Diary - Stanley Jevons

Stanley Jevons trained as a chemist at University College London in the early 1850s. He is known as one of the founders of the marginalist theory of consumer behaviour which has become part of the standard equipment of modern economics. Before turning to political economy in the 1860s, he worked for about five years as one of two gold assayers in Sydney for the newly created mint. He was recommended for the job by his cousin William Roscoe, himself a noted chemist.

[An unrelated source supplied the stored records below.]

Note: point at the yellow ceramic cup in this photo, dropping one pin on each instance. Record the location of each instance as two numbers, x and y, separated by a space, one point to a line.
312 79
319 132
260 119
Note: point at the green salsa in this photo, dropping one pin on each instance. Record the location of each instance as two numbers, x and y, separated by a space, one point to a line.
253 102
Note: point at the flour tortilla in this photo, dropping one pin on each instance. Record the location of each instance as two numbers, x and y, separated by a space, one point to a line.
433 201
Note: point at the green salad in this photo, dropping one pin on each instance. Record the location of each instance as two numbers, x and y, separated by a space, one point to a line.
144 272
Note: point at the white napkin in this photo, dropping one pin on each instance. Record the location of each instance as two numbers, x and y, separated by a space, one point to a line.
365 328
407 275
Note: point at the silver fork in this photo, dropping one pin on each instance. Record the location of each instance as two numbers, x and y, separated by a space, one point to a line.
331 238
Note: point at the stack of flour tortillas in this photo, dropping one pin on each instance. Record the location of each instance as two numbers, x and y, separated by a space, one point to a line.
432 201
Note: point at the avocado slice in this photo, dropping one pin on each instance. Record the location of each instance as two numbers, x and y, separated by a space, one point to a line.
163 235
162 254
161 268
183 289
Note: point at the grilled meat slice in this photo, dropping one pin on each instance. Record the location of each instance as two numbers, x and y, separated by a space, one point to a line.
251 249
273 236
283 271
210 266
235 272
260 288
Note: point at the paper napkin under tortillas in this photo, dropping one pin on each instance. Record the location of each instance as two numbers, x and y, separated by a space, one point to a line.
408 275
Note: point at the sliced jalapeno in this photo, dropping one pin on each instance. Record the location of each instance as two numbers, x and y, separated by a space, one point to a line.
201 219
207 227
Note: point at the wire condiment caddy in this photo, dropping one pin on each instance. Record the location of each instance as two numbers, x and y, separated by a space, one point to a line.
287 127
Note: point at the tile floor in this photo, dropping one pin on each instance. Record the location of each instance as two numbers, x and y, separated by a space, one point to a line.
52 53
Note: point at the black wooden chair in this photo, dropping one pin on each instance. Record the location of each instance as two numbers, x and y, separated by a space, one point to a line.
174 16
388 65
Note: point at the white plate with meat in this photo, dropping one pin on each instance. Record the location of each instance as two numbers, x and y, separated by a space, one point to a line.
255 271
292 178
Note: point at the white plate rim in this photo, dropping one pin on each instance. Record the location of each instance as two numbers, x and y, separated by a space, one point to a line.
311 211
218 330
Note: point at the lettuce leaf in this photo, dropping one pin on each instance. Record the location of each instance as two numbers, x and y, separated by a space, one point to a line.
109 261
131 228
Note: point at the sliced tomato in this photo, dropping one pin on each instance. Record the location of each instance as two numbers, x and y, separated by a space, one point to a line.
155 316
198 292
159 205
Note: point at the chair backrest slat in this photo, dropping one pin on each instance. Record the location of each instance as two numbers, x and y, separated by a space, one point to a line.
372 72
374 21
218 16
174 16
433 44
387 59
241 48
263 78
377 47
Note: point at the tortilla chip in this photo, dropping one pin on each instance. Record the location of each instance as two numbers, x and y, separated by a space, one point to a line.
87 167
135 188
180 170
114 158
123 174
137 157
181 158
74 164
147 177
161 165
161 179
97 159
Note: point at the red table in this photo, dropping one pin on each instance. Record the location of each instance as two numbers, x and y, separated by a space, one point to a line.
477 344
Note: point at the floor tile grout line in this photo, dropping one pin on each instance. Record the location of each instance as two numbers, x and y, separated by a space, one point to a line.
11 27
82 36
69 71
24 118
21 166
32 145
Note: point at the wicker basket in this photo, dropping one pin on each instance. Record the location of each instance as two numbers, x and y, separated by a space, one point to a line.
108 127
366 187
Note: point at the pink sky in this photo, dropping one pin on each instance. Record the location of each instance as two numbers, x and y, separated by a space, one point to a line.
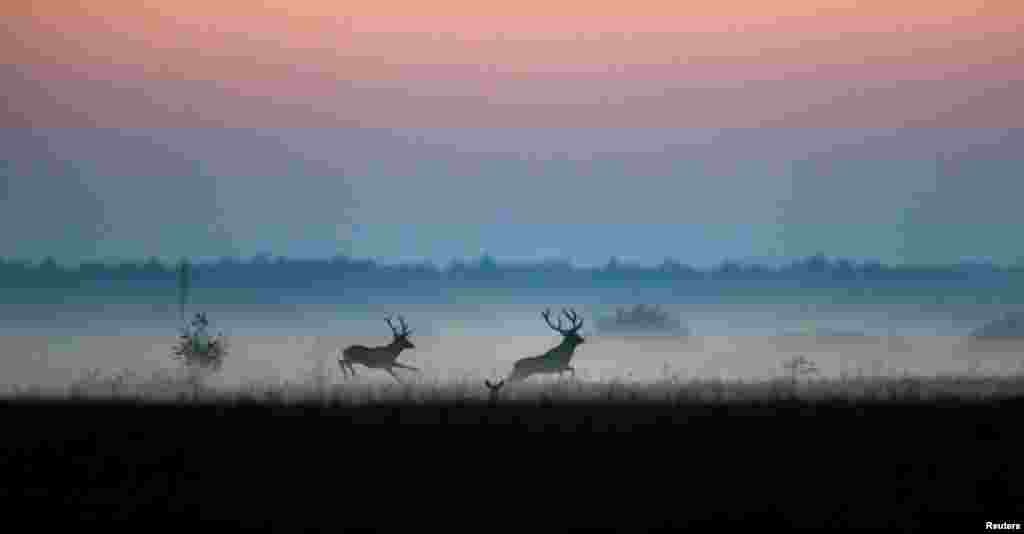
394 65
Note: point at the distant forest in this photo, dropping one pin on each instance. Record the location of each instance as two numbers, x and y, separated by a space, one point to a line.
266 271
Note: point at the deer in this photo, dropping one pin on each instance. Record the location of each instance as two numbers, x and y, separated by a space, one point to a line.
556 360
495 389
379 357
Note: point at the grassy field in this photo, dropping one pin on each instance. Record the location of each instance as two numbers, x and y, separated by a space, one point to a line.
892 453
185 386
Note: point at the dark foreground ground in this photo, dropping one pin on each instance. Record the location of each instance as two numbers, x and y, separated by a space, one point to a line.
945 465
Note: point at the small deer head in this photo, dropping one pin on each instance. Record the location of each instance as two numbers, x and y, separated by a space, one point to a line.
400 336
571 333
495 389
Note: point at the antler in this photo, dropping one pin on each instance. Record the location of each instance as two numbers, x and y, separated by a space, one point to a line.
547 319
404 328
574 321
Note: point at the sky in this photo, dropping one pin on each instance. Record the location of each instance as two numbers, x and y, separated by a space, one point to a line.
581 130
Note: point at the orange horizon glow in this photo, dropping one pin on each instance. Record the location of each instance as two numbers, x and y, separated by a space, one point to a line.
461 62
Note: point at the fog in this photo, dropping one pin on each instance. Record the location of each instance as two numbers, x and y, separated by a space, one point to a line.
49 345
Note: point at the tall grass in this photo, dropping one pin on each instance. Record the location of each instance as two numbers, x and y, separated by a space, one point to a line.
184 385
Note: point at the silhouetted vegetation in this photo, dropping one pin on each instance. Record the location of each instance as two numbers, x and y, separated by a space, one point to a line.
264 271
641 319
883 453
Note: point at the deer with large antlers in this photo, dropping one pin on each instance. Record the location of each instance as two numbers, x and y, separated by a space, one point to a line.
556 360
379 357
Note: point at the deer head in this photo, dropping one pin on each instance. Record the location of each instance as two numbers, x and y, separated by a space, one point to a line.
400 337
495 389
570 334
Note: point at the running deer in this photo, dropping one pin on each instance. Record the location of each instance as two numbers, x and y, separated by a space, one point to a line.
379 357
556 360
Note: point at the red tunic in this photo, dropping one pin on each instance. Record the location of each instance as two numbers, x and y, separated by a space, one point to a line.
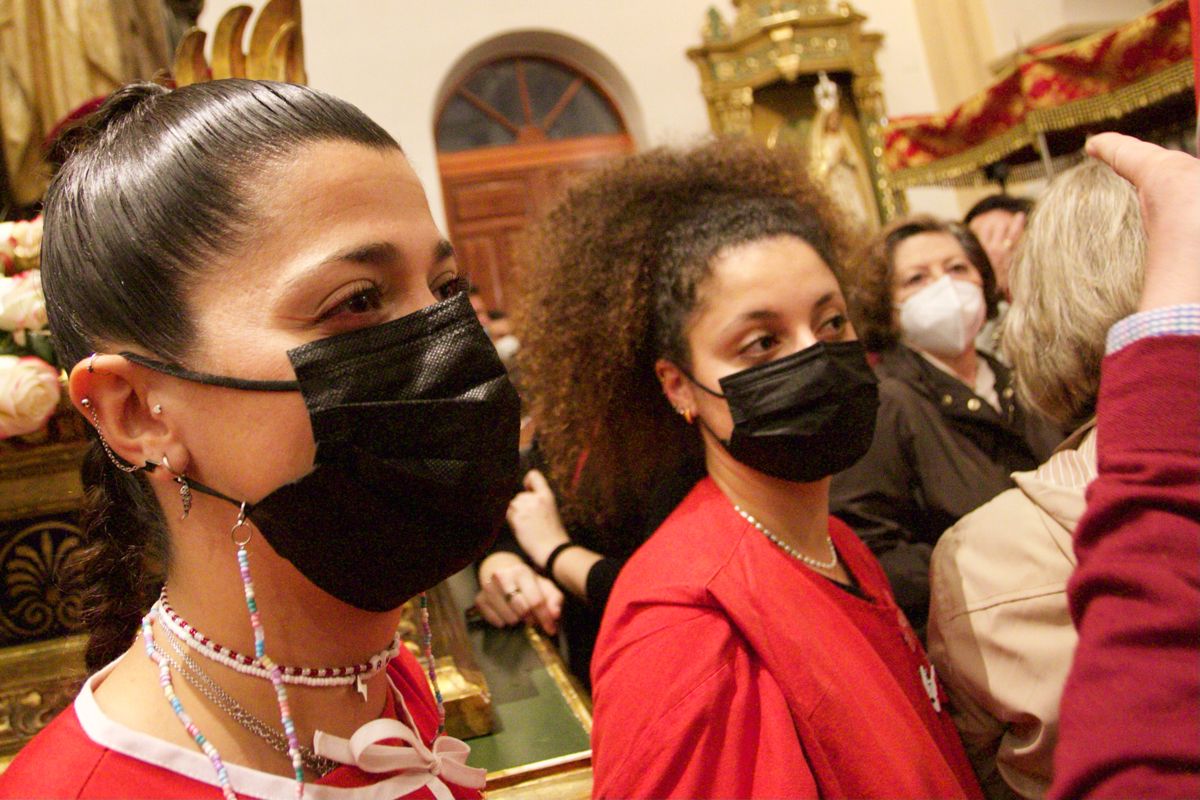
83 753
726 668
1131 709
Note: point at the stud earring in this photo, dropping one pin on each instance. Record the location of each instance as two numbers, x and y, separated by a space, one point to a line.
185 491
120 463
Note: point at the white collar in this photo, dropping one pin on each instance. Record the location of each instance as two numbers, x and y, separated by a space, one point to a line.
244 780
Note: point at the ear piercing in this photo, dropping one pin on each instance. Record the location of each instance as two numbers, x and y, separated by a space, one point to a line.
185 491
120 463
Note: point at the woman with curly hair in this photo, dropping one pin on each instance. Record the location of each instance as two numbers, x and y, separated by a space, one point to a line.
949 431
682 305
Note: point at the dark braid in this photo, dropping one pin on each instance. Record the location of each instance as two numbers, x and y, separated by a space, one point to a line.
120 566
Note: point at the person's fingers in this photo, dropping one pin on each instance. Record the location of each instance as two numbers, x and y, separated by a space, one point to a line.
553 596
534 590
525 595
486 607
537 483
1127 156
501 591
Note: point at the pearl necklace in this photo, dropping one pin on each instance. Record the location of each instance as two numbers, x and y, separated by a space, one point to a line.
787 548
213 691
357 674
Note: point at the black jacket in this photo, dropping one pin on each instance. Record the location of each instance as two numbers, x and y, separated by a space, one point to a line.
939 452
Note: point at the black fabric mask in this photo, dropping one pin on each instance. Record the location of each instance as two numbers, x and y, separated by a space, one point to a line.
804 416
417 428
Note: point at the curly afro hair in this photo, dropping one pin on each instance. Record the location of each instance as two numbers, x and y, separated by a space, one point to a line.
612 275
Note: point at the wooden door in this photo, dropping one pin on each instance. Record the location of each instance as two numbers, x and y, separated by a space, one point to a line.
510 138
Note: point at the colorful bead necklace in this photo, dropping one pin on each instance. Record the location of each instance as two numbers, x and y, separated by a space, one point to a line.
168 690
357 674
787 548
256 623
214 693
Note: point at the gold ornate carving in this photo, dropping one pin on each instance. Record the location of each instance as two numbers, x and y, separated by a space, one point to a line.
34 602
276 47
36 681
748 66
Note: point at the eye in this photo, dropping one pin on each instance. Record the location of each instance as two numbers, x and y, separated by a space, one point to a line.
451 287
834 326
761 344
360 299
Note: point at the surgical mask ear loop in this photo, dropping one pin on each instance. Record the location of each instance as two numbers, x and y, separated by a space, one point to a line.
281 693
427 636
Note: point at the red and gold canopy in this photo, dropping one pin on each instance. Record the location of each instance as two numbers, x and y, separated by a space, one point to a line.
1063 88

These two pages are taken from the last pages of Jevons' diary for 1858 and mark a dramatic moment in his life. Approaching the end of 1858, Jevons assesses his fortune and makes predictions for the future. He uses the space reserved for November but dates his entry to 3 December. He reports on his wealth at the end of 1858, how it had changed from the previous year, and then begins to reason about how long he could live off his wealth, opening up the possibility of returning to London to study political economy at University College. He speculates on other sources of income - including his share of his inheritance, his father having died while in Australia. Returning to London to study political economy is an important and uncertain step, although Jevons had always planned to stay in Sydney for only a limited period. Now, however, he has just received an offer to become head of currency analysis at the newly established mint in Melbourne, which would increase his annual income from around £800 to £2,000 a year. This is not an offer he can simply put aside, as he has financial commitments to his brothers and sisters. Nevertheless, it is clear that accepting this offer would prevent him from pursuing his studies in political economy, which are increasingly the focus of his attention. Thus, recording the balance of his assets is an important step in assessing future options. It allowed him to put this complex, life-changing decision into perspective.